The `themes.app` uses the `Theme` entity and the annotation attributes `theme` and `sector` to collect information to identify potential categories. To enable this functionality, ensure that the `semantic-themes` domain is included in your processing pipeline or that you have a custom domain that produces `Theme` entities.

## Options

#### ThemesOptions

```typescript
interface ThemesOptions {
    collect?: Record<str, UriInfo>;
    attributes?: string[];
    count?: number;
    threshold?: number;
}
```

with:

| Property     | Description                                                                                              |
|--------------|----------------------------------------------------------------------------------------------------------|
| `collect`    | Specifies which entities and which information that will be considered during the categorization process |
| `attributes` | Attributes that are considered as theme candidates. Default: `['theme', 'sector']`                       |
| `count`      | Maximum number of themes to collect                                                                      |
| `threshold`  | Minimal probability, expressed as a percentage, for a theme candidate to be considered a theme           |

#### UriInfo

`UriInfo` is used in case you want the app to include or exclude some URI's to be used during the categorization process.


```typescript
interface UriInfo {
    uri: boolean;
    attributes: string[];
}
```

with:

| Property     | Description                                                                        |
|--------------|------------------------------------------------------------------------------------|
| `uri`        | Specifies whether the entity canonical should be considered a theme candidate     |
| `attributes` | Attributes that are considered as theme candidates.

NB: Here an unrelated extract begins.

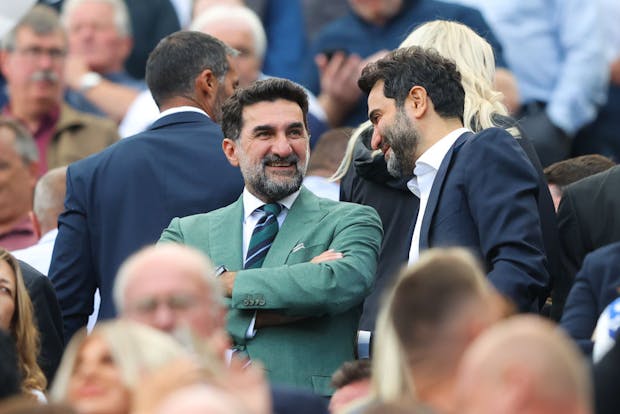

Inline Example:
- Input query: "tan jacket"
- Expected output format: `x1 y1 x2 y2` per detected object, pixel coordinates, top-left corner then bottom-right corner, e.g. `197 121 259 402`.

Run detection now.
47 103 119 169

Default: `['theme', 'sector']` |

## Results

#### ThemesResults

```typescript
type ThemesResults = ThemesResult[];
```

#### ThemesResult

```typescript
interface ThemesResult {
    name: string;
    relevancy: number;
}
```

with:

| Property    | Description                                |
|-------------|--------------------------------------------|
| `name`      | Name of the theme                          |
| `relevancy` | Relevancy of the theme within the document |

# API

## Examples

### Using the Semantic Themes

This sample demonstrates how to use the Themes app from the wowool.semantic_themes package to extract and rank semantic themes from a document.

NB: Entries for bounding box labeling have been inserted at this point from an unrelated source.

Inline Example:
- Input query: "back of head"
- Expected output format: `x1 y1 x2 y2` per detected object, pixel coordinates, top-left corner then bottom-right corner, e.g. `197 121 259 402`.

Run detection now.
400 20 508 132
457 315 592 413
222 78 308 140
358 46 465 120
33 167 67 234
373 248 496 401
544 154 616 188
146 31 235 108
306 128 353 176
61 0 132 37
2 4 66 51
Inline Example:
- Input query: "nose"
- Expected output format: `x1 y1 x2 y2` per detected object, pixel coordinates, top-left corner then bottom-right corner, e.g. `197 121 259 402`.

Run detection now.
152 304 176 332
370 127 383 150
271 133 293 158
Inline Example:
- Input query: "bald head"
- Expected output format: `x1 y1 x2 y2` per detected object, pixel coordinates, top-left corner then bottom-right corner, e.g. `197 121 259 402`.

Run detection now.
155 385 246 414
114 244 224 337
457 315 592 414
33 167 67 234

* PipeLine is used to create a text analysis pipeline.
* Themes is the app that extracts and ranks themes.

```python
from wowool.sdk import Pipeline
from wowool.semantic_themes import Themes

analysis = Pipeline("english,entity,semantic-theme")
themes = Themes(count=2)
# run the document analysis
document = themes(analysis("EyeOnID works on cybercrime prevention"))
for item in document.results("wowool_themes"):
    print(f" - {item['name']}: {item['relevancy']}")

```



## License

In both cases you will need to acquirer a license file at https://www.wowool.com

### Non-Commercial

    This library is licensed under the GNU AGPLv3 for non-commercial use.  
    For commercial use, a separate license must be purchased.  

### Commercial license Terms

    1. Grants the right to use this library in proprietary software.  
    2. Requires a valid license key  
    3. Redistribution in SaaS requires a commercial license.